KestrelPro Flyer Japan IT Week 2024 (English)Data Analytics Company - 47Billion Inc.

Eni 2024 1Q Results - 24.04.24 business.Eni

Mondelez State of Snacking and Future Trends 2023Neil Kimberley

Grateful 7 speech thanking everyone that has helped.pdfPaul Menig

Kürzlich hochgeladen (20)

M.C Lodges -- Guest House in Jhang.

Monthly Social Media Update April 2024 pptx.pptx

VIP Kolkata Call Girl Howrah 👉 8250192130 Available With Room

Call Girls In DLf Gurgaon ➥99902@11544 ( Best price)100% Genuine Escort In 24...

0183760ssssssssssssssssssssssssssss00101011 (27).pdf

Call Girls Navi Mumbai Just Call 9907093804 Top Class Call Girl Service Avail...

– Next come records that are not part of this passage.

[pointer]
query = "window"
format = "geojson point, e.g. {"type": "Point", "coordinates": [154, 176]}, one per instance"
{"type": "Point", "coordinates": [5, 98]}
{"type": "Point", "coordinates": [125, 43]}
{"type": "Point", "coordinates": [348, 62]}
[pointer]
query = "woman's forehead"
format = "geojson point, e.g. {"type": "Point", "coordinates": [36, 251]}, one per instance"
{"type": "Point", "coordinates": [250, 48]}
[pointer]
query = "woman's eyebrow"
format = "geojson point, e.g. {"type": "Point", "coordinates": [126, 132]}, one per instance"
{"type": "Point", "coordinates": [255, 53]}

It will be International Nurses' Day on 12 May

Catalogue ONG NUOC PPR DE NHAT .pdf

VIP Call Girls In Saharaganj ( Lucknow ) 🔝 8923113531 🔝 Cash Payment (COD) 👒

MONA 98765-12871 CALL GIRLS IN LUDHIANA LUDHIANA CALL GIRL

Best Practices for Implementing an External Recruiting Partnership

Call Girls in Gomti Nagar - 7388211116 - With room Service

Insurers' journeys to build a mastery in the IoT usage

BEST ✨ Call Girls In Indirapuram Ghaziabad ✔️ 9871031762 ✔️ Escorts Service...

Sales & Marketing Alignment: How to Synergize for Success

Call Girls Pune Just Call 9907093804 Top Class Call Girl Service Available

KestrelPro Flyer Japan IT Week 2024 (English)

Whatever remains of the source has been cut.